The Atlanta Hawks selected Maryland men's basketball guard Kevin Huerter with the 19th pick of the NBA Draft on Thursday, making him the first Terp to go in the first round since 2013.
Over two years in College Park, Huerter averaged 12.0 points, 5.0 rebounds and 3.0 assists per game. The three-point shooting and athleticism he displayed during his college career and at the combine made him a coveted professional prospect. Huerter shot 41.7 percent from long range as a sophomore, and at 6-foot-7 he has the ability to defend multiple positions.
The Clifton Park, New York, native entered the draft process without a great deal of fanfare, but his combine performance convinced many analysts he was a first-round pick.
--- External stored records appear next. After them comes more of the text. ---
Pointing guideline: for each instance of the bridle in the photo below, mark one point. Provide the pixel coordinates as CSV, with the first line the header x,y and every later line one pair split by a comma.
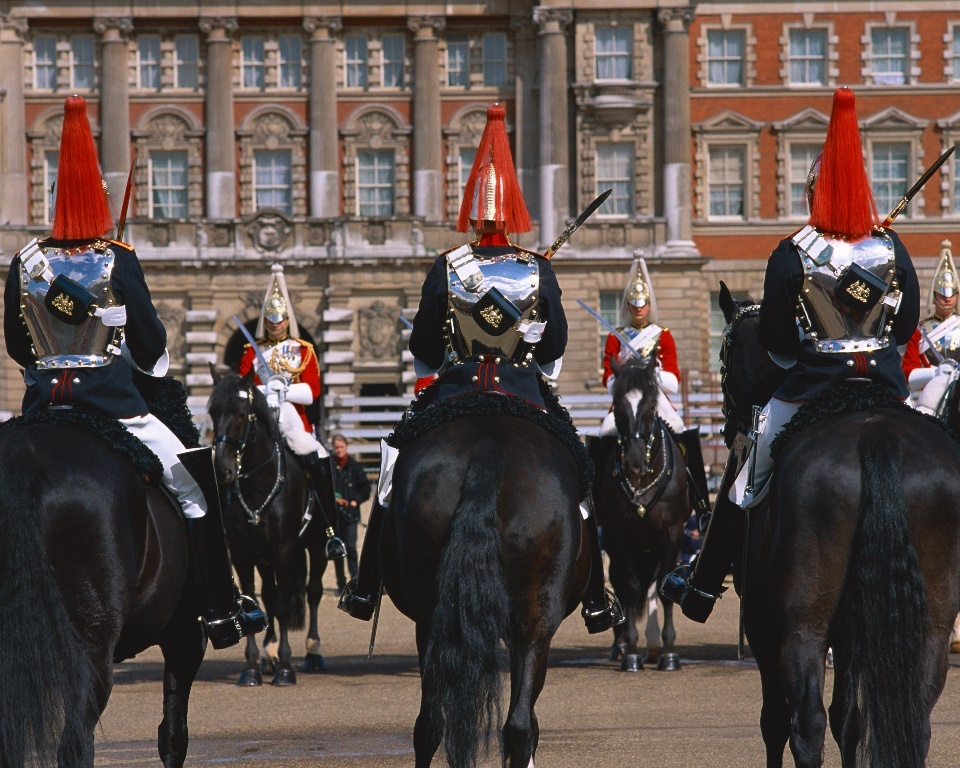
x,y
276,455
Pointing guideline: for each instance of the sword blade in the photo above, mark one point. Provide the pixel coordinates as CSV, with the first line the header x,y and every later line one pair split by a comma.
x,y
586,214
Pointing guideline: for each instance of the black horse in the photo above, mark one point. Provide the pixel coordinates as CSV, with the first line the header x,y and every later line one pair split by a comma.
x,y
858,549
642,504
483,543
265,496
94,569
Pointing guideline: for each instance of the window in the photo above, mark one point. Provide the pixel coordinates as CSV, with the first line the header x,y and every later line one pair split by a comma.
x,y
888,55
291,70
356,50
391,61
45,62
801,157
271,180
890,165
252,62
725,52
458,51
148,62
727,181
614,53
808,56
186,56
494,60
50,159
375,182
168,185
614,171
81,64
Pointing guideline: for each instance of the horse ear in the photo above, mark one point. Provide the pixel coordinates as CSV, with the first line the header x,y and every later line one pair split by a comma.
x,y
727,304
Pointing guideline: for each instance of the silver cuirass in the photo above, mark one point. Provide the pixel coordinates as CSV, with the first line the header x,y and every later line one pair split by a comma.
x,y
59,344
825,314
470,277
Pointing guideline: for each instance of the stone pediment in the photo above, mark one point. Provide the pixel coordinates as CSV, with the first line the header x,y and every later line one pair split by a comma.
x,y
729,121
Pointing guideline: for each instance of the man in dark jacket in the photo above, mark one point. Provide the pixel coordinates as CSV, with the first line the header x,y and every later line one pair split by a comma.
x,y
353,489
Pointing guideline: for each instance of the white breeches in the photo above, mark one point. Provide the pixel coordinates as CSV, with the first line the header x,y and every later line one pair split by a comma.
x,y
665,410
773,417
159,439
298,439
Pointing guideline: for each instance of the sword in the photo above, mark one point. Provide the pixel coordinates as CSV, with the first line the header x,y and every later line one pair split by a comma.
x,y
265,366
587,213
898,209
623,339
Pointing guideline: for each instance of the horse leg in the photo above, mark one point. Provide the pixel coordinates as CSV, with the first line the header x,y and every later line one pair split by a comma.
x,y
426,734
528,671
182,650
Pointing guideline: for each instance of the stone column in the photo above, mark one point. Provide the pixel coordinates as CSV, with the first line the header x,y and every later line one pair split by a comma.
x,y
526,142
221,184
677,193
427,136
554,118
14,196
324,149
114,105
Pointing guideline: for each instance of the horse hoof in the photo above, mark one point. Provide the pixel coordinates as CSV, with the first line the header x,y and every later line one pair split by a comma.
x,y
285,677
250,677
669,662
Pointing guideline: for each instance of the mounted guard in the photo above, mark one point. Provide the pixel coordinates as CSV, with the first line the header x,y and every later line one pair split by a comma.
x,y
79,319
289,376
490,321
840,296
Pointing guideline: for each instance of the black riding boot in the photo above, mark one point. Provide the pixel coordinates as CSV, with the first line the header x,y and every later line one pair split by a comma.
x,y
227,615
320,471
359,597
697,592
690,439
601,609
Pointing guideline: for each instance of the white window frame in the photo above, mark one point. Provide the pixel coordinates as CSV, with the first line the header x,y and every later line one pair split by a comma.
x,y
181,64
358,64
614,57
155,212
152,60
75,65
45,64
464,70
489,61
259,155
252,65
377,184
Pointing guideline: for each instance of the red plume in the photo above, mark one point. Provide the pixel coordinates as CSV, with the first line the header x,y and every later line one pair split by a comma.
x,y
843,202
511,211
81,210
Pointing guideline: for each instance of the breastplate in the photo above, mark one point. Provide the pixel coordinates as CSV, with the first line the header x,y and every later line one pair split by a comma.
x,y
58,344
484,313
832,323
948,345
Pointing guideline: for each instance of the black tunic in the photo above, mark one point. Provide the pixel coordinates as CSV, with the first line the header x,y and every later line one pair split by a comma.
x,y
815,371
427,341
109,389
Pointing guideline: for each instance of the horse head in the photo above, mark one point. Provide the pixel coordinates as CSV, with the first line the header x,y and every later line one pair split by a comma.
x,y
747,374
635,392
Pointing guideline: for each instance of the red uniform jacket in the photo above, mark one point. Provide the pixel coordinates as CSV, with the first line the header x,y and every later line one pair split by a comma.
x,y
307,372
666,354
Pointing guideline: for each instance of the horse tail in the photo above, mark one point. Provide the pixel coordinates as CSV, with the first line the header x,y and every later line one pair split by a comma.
x,y
461,672
46,698
884,605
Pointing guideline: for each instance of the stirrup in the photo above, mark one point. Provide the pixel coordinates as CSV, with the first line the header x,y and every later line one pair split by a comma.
x,y
601,619
355,605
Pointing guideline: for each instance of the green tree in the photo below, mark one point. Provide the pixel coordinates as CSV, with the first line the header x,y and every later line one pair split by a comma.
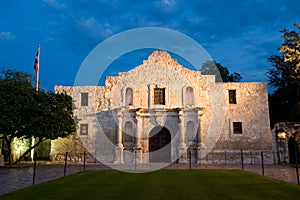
x,y
222,73
284,103
16,96
26,113
51,117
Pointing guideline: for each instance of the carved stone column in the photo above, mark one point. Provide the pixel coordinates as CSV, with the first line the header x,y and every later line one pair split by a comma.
x,y
119,146
182,150
200,147
138,149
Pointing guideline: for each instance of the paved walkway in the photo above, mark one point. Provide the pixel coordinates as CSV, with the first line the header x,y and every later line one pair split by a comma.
x,y
22,176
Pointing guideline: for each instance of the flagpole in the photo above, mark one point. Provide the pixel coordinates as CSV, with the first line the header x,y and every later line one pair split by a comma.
x,y
38,69
37,72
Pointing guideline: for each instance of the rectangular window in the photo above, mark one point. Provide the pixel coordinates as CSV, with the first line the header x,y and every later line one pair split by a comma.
x,y
232,96
84,129
84,99
159,96
237,128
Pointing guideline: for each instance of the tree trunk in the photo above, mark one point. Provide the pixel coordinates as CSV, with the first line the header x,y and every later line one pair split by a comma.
x,y
28,150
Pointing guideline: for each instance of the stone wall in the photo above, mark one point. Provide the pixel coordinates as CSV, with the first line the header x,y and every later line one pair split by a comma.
x,y
161,71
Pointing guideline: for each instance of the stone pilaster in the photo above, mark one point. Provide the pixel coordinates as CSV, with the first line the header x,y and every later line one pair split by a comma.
x,y
200,147
119,146
138,149
182,150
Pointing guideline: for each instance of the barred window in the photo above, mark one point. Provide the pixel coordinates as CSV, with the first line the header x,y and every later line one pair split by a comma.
x,y
129,97
159,96
237,128
83,129
232,96
84,99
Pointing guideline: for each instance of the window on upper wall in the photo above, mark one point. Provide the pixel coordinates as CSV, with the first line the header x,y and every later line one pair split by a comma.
x,y
84,129
84,99
232,96
129,97
237,128
159,96
189,96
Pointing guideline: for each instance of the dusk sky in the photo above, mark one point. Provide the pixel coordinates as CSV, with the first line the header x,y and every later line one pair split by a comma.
x,y
240,35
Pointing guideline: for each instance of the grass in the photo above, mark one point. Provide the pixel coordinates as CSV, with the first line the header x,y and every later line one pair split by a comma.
x,y
163,184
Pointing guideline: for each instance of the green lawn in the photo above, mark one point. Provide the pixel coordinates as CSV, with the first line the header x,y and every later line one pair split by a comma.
x,y
163,184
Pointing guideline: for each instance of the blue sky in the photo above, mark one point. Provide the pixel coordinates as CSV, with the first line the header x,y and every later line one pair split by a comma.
x,y
239,34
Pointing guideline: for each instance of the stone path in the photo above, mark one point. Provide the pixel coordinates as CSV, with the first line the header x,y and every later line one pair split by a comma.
x,y
21,176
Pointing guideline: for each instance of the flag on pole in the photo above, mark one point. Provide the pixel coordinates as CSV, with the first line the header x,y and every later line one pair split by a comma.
x,y
37,60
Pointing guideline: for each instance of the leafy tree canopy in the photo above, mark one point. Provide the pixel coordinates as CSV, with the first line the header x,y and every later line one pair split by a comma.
x,y
221,73
27,113
285,77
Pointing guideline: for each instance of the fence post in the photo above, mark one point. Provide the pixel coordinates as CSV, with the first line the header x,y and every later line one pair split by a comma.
x,y
262,163
84,154
65,168
296,159
242,157
274,158
190,159
34,168
206,157
134,160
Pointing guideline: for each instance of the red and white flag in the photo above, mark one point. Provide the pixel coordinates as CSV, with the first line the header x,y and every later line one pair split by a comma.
x,y
37,61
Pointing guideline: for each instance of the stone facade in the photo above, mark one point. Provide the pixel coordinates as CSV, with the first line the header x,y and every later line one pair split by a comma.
x,y
160,110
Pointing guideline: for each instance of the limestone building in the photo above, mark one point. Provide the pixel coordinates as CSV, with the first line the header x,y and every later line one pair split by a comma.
x,y
161,111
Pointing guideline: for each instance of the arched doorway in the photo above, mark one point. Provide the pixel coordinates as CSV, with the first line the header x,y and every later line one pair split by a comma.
x,y
160,145
293,149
Huerter worked out with the Hawks following the combine. While he said he didn't have his best shooting performance in the workout, he received encouragement from the team's coaches, who told him to not get too emotional and keep his focus on the next shot.
"I knew then they believed in me," Huerter said in a conference call after he was picked Thursday night.
"Seeing him play at the combine really opened some eyes," ESPN draft analyst Mike Schmitz said on a conference call earlier this week. "Seeing him with other players who can really play, seeing his passing ability, seeing his size and shooting is really a perfect fit."
ESPN's Adrian Wojnarowski reported June 13 that Huerter underwent surgery to repair torn ligaments in his right hand, which is expected to keep him off the court for two months. He suffered the injury late in the Maryland season, and it never completely healed throughout the draft process.
Huerter said he wanted to avoid surgery at first, but after it kept bothering him during the workout process, he made the decision to go under the knife. This is the first time an injury has required him to miss a significant period of time since he broke his ankle in fifth grade, Huerter said.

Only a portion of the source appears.